After providing an overview of EBP-related statements and policies, Bufka explained that many of these proposed policies are based on specific lists of EBP measures or treatments, rather than on the umbrella-like framework of evidence-based practice that APA advocates in its policy. She noted that in March the Substance Abuse and Mental Health Services Administration, an agency of the Department of Health and Human Services, released its new National Registry of Evidence-based Programs and Practices, which initially listed approximately 25 interventions approved by experts. Bufka said she's concerned that third-party payers will refuse reimbursement for treatments not listed on this registry. She alerted psychologists to state legislation in development that holds the potential to do just that.

"We're particularly concerned about the notion of lists," she said. "Lists often omit things and cannot be up to date on every kind of treatment and research study that's out there."

Bufka discussed APA's response to these threats, including the development of coalitions with other professional and consumer groups and interactions with legislators to explain the value of clinical expertise and individual patient characteristics in psychological practice.

One panelist implored psychologists to use education to bring third-party payers up to speed on what psychologists are doing. Peter Oppenheimer, PhD, said he talks with insurance companies frequently in an effort to educate them on psychology's important role in the health-care system.

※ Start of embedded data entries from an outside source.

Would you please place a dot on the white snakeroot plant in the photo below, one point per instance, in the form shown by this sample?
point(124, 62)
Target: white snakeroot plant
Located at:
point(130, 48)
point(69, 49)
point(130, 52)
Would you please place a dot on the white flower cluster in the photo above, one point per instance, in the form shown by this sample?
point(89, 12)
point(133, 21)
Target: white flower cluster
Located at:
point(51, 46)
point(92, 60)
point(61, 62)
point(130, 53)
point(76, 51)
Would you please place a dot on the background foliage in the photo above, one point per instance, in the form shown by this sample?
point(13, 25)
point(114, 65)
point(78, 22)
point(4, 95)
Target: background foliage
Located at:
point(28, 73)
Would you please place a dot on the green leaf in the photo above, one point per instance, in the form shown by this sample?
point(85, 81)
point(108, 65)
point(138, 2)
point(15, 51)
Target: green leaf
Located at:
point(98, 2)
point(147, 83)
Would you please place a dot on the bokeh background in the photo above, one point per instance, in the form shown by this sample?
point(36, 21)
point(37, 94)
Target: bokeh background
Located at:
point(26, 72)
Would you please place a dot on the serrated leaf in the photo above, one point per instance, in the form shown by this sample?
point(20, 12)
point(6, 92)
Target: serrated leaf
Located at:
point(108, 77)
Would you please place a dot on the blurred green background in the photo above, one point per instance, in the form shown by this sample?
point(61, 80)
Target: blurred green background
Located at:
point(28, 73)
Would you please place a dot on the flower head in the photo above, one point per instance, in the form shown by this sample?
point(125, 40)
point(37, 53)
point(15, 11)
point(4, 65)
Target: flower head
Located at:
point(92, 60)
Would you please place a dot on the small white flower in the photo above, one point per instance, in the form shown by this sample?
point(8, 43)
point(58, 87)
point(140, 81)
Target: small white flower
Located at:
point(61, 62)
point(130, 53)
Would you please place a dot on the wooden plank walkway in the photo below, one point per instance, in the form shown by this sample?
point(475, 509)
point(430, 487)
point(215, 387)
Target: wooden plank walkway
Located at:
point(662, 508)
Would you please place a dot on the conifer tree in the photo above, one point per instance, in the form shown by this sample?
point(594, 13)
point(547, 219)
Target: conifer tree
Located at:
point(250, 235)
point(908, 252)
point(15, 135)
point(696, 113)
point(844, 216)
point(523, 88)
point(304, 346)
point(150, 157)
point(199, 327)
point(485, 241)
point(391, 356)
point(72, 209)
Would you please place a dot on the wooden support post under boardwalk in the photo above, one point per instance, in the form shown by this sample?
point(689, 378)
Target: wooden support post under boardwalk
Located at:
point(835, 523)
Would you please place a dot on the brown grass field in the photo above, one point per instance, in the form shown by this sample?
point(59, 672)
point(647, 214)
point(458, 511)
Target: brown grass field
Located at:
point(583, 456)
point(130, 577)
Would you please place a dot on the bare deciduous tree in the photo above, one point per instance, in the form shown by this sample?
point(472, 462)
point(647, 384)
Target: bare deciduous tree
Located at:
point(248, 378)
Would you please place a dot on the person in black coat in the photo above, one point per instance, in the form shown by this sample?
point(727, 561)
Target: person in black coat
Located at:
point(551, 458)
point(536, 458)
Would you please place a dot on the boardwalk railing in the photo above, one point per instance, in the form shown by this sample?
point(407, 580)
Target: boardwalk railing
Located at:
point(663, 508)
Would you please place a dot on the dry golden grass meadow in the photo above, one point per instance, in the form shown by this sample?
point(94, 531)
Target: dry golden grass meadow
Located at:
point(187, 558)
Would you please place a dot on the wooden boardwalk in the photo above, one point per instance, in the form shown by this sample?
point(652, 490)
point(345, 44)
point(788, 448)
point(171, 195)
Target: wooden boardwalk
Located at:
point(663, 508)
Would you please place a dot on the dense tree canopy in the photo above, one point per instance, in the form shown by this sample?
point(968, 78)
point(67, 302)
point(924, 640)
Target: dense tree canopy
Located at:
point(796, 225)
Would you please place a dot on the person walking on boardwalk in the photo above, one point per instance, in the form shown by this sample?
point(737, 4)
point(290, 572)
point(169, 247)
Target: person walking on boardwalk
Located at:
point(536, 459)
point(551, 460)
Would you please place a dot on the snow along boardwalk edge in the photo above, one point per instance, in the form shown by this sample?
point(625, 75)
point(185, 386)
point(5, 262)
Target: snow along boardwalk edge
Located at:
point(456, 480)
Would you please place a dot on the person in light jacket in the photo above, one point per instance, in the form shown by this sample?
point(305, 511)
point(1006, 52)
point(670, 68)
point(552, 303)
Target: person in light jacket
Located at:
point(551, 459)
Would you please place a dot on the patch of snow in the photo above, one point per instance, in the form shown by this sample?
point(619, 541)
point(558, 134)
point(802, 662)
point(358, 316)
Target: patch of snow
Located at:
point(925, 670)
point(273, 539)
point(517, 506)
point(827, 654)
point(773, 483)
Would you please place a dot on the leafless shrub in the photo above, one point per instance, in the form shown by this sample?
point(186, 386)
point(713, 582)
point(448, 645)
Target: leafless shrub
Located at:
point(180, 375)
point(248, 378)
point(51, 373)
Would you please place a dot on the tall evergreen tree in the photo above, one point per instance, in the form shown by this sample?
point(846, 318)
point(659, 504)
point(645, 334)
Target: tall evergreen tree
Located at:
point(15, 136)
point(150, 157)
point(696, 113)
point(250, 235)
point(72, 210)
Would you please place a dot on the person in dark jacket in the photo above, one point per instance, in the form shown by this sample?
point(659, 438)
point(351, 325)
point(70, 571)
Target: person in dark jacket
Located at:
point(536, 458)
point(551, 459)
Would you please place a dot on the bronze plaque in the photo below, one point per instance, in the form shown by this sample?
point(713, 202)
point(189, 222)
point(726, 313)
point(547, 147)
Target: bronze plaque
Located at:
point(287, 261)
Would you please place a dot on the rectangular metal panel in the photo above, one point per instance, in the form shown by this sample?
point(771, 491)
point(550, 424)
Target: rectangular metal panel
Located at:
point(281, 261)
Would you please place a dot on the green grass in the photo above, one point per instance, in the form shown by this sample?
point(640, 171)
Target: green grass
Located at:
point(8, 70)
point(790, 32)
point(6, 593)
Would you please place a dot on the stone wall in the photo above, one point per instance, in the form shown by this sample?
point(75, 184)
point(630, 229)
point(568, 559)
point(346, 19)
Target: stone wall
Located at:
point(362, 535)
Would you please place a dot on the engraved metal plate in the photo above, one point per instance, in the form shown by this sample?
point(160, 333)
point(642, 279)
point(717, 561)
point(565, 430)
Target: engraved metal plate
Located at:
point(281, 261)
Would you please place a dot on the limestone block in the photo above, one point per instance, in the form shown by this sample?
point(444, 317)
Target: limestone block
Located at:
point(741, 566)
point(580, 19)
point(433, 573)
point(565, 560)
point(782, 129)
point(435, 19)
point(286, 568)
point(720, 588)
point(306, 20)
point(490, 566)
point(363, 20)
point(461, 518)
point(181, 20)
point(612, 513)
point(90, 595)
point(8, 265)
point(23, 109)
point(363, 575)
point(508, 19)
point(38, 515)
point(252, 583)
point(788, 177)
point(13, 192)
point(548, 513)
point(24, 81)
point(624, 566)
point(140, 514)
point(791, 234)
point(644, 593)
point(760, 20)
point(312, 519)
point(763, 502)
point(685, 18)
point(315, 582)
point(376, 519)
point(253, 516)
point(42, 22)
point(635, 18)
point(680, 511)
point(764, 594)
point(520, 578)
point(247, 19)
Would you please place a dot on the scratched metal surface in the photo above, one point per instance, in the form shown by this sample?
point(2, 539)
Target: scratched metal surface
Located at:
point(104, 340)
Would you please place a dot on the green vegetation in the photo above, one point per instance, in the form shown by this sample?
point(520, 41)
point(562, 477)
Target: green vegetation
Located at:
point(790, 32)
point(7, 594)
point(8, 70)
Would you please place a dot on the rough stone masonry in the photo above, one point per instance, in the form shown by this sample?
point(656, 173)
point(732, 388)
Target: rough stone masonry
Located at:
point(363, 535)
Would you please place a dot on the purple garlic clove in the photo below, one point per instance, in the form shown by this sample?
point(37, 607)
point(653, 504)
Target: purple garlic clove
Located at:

"It's a matter of keeping your friends close and your enemies closer," said Oppenheimer, an APA Council of Representatives delegate and legislative chair and public education coordinator for the Rhode Island Psychological Association.

Measuring outcomes

Panelists also provided an overview of outcomes-measurement initiatives implemented by some third-party payers in response to the federal emphasis on increased transparency and consumer choice in health care, embodied by the phrase "value-driven care." Doucette discussed the potential benefits of pay-for-performance initiatives, which reward patients for choosing providers with favorable outcomes, and offer providers financial incentives or recognition for providing good patient care, as measured by patient self-report surveys and adherence to treatment. She also warned psychologists of the dangers of these types of programs, noting that they could be difficult to sustain over time. As providers focus on meeting thresholds, she said, the continued costs of supporting pay-for-performance may become unmanageable.

"If we start paying attention only to meeting thresholds, will we still pay attention to gathering additional evidence to build our arsenal and extend our knowledge of evidence-based practices and practice-based evidence?" she asked. "Probably not."

Panelist Sanford Portnoy, PhD, a member of APA's Committee for the Advancement of Professional Practice and an APA council representative for the Massachusetts Psychological Association, closed the session by reminding psychologists of the field's history as advocates of good science. He encouraged the use of APA's broadly framed definition of EBP.

"Evidence-based practice is our bailiwick, and it's one of the things that can eventually differentiate us from other health-care practitioners," Portnoy said.